Clinical Program Faculty

Nancy Piotrowski, PhD
Full-Time Institute Faculty
npiotrowski@wi.edu

BA Psychology, Rice University, 1985
MA Clinical Psychology, University of Houston-University Park, 1989
PhD Clinical Psychology, University of Houston-University Park, 1992

Dr. Nancy A. Piotrowski is a licensed psychologist in California (PSY14254), as well as certified Master Addiction Counselor, and Psychological Autopsy Investigator. As full-time faculty at The Wright Institute, she enjoys supporting the profession of psychology through service and encourages students and colleagues to do the same. She maintains a consulting practice focused on research, education, and psychological services. Her work emphasizes addressing co-occurring disorders including substance use, other mental health concerns, and physical health conditions. As faculty, she brings over 30 years of experience doing research, clinical work, training, and program development. She has written over 150 publications, created multiple training programs in the US and Japan, and chaired more than 40 dissertations for graduate psychology students, several of whom received national recognition for their work.

Over the last 30 years, Dr. Piotrowski has served on numerous national, state, and local boards while also serving her local community. She currently is a Commissioner on the National Certification Commission for Addiction Professionals, Representative for the Society of Environmental, Population, and Conservation Psychology (Division 34) on the American Psychological Association (APA) Council, and as Treasurer and Local Advocacy Network Chair for the Napa Solano Psychological Association (NSPA).
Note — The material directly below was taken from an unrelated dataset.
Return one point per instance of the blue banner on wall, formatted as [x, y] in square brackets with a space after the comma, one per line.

She is proud to have worked on efforts to achieve successful passage of mental health and addiction parity legislation, being named a Fellow of both APA and the Society of Addiction Psychology (Division 50), Advocate of the Year in 2016 by the APA Practice Organization, and otherwise recognized as an outstanding mentor and for her significant contributions to learner success and distinguished service to both local and national organizations. She additionally has served on the board of Division 50 as President, Member at Large, Federal Advocacy Coordinator, and founded their ad hoc committees on Evidence Based Practice in Addiction, and Population and Diversity Issues. Among other roles, she has served on the board of APA Division 28 (Psychopharmacology and Substance Abuse) as Member at Large and Convention Chair, Vice Chair and Co-Chair of the Government Affairs Steering Committee of the California Psychological Association (CPA), and as President of both NSPA and the San Francisco Psychological Association.

After receiving her own doctorate, Dr. Piotrowski completed postdoctoral training funded by the National Institute on Drug Addiction (NIDA) at the University of California San Francisco Langley Porter Psychiatric Institute and San Francisco Veterans Affairs Medical Center. Additionally, she completed postdoctoral training funded by the National Institute on Alcohol Abuse and Alcoholism (NIAAA) at the University of California Berkeley working at the Alcohol Research Group and Public Health Institute. Funders of her research and professional work include NIAAA, NIDA, the National Institute on Aging, Committee on Division/APA Relations, American Association of Suicidology, Union of Concerned Scientists, Bay Area Air Quality Management District, and the California Air Resources Board. Her research interests focus on cognitive, developmental, and contextual factors influencing motivation which she has studied using quantitative, qualitative, and mixed methods approaches. She is most interested in constructs related to problem recognition, expectancies, behavioral persistence, decision‐making related to behavior change, and community outreach and wellness. Addictive behavior, environmental psychology, other psychiatric disorders, comorbidity, health behavior, psychopathy, group behavior, population related issues, social justice topics, and definitions of evidence‐based practice constitute major interests. These foci are grounded in her training and continued education which emphasizes behavioral, cognitive social learning, and trans‐theoretical models, clinical trial methods, treatment research, and epidemiologic and prevention studies. She is excited to work with students who would like to apply the science of psychology to their professional work, whether in consulting, clinical work, research, education, advocacy, or other emerging opportunities. She is most interested to use psychological science and practice to advance mental health in public health and policy arenas to serve social justice and broad positive health outcomes.

More personally, Dr. Piotrowski is proud to be a third generation American. Her family members emigrated from Greece, Austria, and Poland to the US to escape political unrest during the late 1800s. She acknowledges the privilege of her family members being able to do this, while also cherishing the many blessings that came from growing up in homes that included different languages and honored varied cultural and faith traditions.